También existen kits de detección rápida en farmacias que analizan saliva, sudor o sangre para identificar la presencia de anfetaminas, cocaína, opiáceos o cannabis.
El papel del médico de cabecera y del psicólogo
El médico de cabecera es muchas veces el primer profesional al que las familias recurren ante la sospecha de consumo. Su función va más allá de confirmar o descartar la presencia de sustancias: se centra en comprender el contexto emocional y familiar que puede estar favoreciendo ese comportamiento.

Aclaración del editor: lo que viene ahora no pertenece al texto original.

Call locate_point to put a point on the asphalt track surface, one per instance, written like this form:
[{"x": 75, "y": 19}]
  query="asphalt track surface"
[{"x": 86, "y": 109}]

Durante la consulta, es habitual que el médico o psicólogo hable a solas con el adolescente. Esa conversación confidencial permite que el joven se sienta libre para expresar lo que está viviendo, sin miedo al juicio o la sanción inmediata.
La colaboración familiar
El trabajo conjunto entre la familia y el profesional es esencial. Las madres y padres pueden aportar información valiosa sobre cambios de conducta, hábitos o rutinas, mientras que el terapeuta orienta sobre los pasos a seguir, estrategias de comunicación y límites saludables.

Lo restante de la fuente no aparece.